Background: Cardiomyocyte death is an important pathophysiological basis for ischemic cardiomyopathy (ICM). Many studies have suggested that ferroptosis is a key link in the development of ICM. We performed bioinformatics analysis and experiment validation to explore the potential ferroptosis-related genes and immune infiltration of ICM.

Methods: We downloaded the datasets of ICM from the Gene Expression Omnibus database and analyzed the ferroptosis-related differentially expressed genes (DEGs). Gene Ontology, Kyoto Encyclopedia of Genes and Genomes pathway enrichment analysis, and protein-protein interaction network were performed to analyze ferroptosis-related DEGs. Gene Set Enrichment Analysis was used to evaluate the gene enrichment signaling pathway of ferroptosis-related genes in ICM. Then, we explored the immune landscape of patients with ICM. Finally, the RNA expression of the top five ferroptosis-related DEGs was validated in blood samples from patients with ICM and healthy controls using qRT-PCR.
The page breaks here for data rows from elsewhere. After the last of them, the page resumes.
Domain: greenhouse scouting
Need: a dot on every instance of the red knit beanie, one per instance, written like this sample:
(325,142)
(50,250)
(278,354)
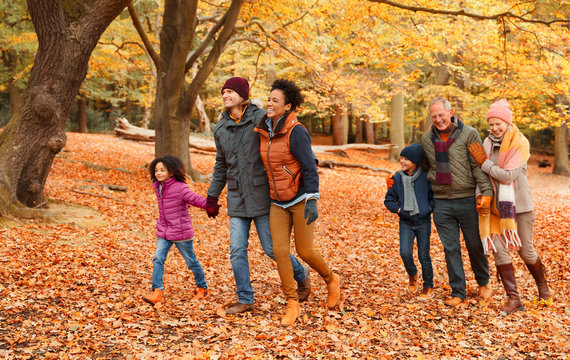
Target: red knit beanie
(239,85)
(501,110)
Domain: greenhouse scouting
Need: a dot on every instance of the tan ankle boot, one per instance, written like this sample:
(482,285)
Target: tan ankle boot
(333,288)
(155,298)
(292,313)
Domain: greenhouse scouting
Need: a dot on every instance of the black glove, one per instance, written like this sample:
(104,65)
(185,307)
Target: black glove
(212,207)
(311,212)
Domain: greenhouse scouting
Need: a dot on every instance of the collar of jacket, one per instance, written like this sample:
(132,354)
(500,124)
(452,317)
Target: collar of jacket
(454,125)
(165,183)
(245,118)
(282,126)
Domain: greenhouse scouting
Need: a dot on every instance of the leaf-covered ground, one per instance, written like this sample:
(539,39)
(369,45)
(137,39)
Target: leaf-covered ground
(72,289)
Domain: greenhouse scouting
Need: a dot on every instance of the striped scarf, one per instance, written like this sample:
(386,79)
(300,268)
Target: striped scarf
(501,222)
(442,168)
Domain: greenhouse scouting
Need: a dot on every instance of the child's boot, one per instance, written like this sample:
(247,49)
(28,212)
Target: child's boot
(156,297)
(333,288)
(413,286)
(201,294)
(292,313)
Results: Overall, 42 ferroptosis-related DEGs (17 upregulated and 25 downregulated genes) were identified. Functional enrichment analysis indicated several enriched terms related to ferroptosis and the immune pathway. Immunological analysis suggested that the immune microenvironment in patients with ICM is altered. The immune checkpoint-related genes (PDCD1LG2, LAG3, and TIGIT) were overexpressed in ICM. The qRT-PCR results showed that the expression levels of IL6, JUN, STAT3, and ATM in patients with ICM and healthy controls were consistent with the bioinformatics analysis results from the mRNA microarray.

Conclusion: Our study showed significant differences in ferroptosis-related genes and functional pathway between ICM patients and healthy controls. We also provided insight into the landscape of immune cells and the expression of immune checkpoints in patients with ICM. This study provides a new road for future investigation of the pathogenesis and treatment of ICM.

Keywords: GEO; bioinformatics analysis; ferroptosis; immune microenvironment; ischemic cardiomyopathy.